Ruth Mwandumba

Personal information
- Full name: Ruth Pemphero Mwandumba
- Citizenship: British; Malawian;
- Born: 6 August 1995 (age 31)
- Education: University of East London; Liverpool John Moores University; University of Manchester;

Sport
- Country: United Kingdom
- Sport: Shooting sport
- Event: 10 m air rifle

Medal record
Women's shooting
Representing United Kingdom
ISSF Grand Prix
| Bronze medal – third place | 2023 Ruse | 10m Air Rifle |
Representing England
CSF(ED)
| Silver medal – second place | 2018 Northern Ireland | 10m Air Rifle |
| Bronze medal – third place | 2018 Northern Ireland | 50m Prone Rifle |
| Bronze medal – third place | 2022 Wales | 10m Air Rifle |
| Bronze medal – third place | 2022 Wales | 10m Air Rifle Mixed Team |

= Ruth Mwandumba =

British sports shooter

Ruth Pemphero Mwandumba is a British sport shooter, specialising in 10 metre air rifle. She has been English Champion twice, and has set two British records. She medalled twice at the 2022 Commonwealth Shooting Federation Championships.

==Personal life==
Born in the UK to Malawian parents, Mwandumba grew up in Merseyside, attending St Mary's College, Crosby. She studied Medical Physiology at the University of East London, and gained an MSc in International Public Health at Liverpool John Moores University.

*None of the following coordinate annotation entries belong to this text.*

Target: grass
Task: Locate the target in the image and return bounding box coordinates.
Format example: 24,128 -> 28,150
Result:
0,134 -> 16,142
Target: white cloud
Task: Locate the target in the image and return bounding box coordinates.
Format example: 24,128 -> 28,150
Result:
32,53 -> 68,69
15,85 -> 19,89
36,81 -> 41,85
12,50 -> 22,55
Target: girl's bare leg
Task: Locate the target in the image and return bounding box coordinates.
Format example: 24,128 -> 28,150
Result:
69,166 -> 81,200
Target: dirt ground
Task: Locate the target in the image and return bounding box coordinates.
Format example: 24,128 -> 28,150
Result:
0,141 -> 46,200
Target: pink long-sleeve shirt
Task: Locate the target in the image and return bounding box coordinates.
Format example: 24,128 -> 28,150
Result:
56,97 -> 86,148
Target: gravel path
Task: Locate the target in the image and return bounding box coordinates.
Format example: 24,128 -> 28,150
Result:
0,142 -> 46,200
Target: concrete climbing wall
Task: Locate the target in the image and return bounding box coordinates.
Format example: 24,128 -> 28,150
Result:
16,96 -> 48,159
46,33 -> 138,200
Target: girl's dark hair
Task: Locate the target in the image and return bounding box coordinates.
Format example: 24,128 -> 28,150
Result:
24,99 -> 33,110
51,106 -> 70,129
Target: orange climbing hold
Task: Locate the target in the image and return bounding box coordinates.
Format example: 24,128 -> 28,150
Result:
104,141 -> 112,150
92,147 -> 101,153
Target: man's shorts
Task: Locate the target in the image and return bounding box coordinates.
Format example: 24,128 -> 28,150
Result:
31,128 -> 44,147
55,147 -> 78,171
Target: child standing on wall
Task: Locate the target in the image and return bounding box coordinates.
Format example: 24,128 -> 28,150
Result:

In 2024, she won the Pride of Sefton Award for her sporting performance and work on the #TargetChange initiative.

She gave birth to twins in 2025.

==Shooting career==
Mwandumba started shooting through her school's cadet contingent.

Whilst at university, she joined the Stock Exchange Rifle Club, learning to shoot air rifle and smallbore rifle.

In February 2018 she was selected to represent England at InterShoot, becoming the first black woman and second black person to represent England in shooting sports (after Nathan Sutherland).

She became English Women's Air Rifle Champion for the first time in 2018. At the Commonwealth Shooting Federation (European Division) Championships in September 2018 she won a silver medal in the 10 metre air rifle and bronze in the 50 metre prone rifle.

Mwandumba gained wider prominence in 2020 when she was featured in an editorial in The Daily Telegraph, discussing race and sport.

In 2022 Mwandumba launched the #TargetChange campaign with British Shooting, the Womens Sport Alliance and Eley. The project ran "have-a-go" days around the UK to change the perceptions of target shooting sports and encourage participation from more diverse communities.

In 2023, Mwandumba signed with Lacoste as a brand ambassdor, alongside Olympians Ashleigh Johnson and Marcel Nguyen.

In 2024, Mwandumba was a non-travelling reserve for TeamGB to the Paris 2024 Olympic Games.

In January 2025, Mwandumba was selected for the 2025 European 10metre Championships whilst expecting twins.